Other than tenure, the SEC circular also prohibits firms from redeploying Independent Non-Executive Directors (INEDs) as Executive Directors in the same company or corporate group. According to the Commission, the practice erodes the objectivity and integrity that independent directors must uphold. Ex-INEDs risk forfeiting the objectivity needed for board governance as they transition from their oversight to executive roles. The action is evidence of the SEC’s commitment to enhancing corporate governance standards and avoiding boardroom tendencies that erode lines of accountability.
Surprisingly, the new requirement also finds consonance with provisions under the existing National Code of Corporate Governance (NCCG), under which INEDs are qualified to serve for three successive terms of three years each. The Code also enforces certain strict eligibility conditions, such as shareholding restrictions, family ties, past employment, and tenures to obtain substantial independence on corporate boards. Despite that, application of the NCCG itself continues to be controversial, especially in the light of a Federal High Court ruling in Eko Hotels v. FRCN that raised the issue of whether or not the Code affects non-regulated, private companies.
As the rumour grew, industry players began demanding an explanation. The Association of Securities Dealing Houses of Nigeria (ASHON) assured members that they were not yet encompassed by the new rule. ASHON, via a public statement, confirmed it had contacted the SEC and assured members to keep calm and continue business as usual.
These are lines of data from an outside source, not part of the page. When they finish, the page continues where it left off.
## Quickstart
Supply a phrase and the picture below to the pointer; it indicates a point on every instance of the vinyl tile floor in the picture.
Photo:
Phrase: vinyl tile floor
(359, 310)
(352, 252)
The directive did not mention individual companies by such a long string of words, but the message is unequivocal: the SEC is intensifying oversight of corporate governance arrangements in the Nigerian capital market. By establishing more demanding tenure requirements and strangling dubious boardroom succession tactics, the regulator will calm investor confidence, avoid conflicts of interest, and achieve a more transparent market environment. As the dust begins to settle and additional explanations are provided, this step must be the initial one of a new age of capital market regulation, which will be standards-based and less tolerant of regulatory loopholes.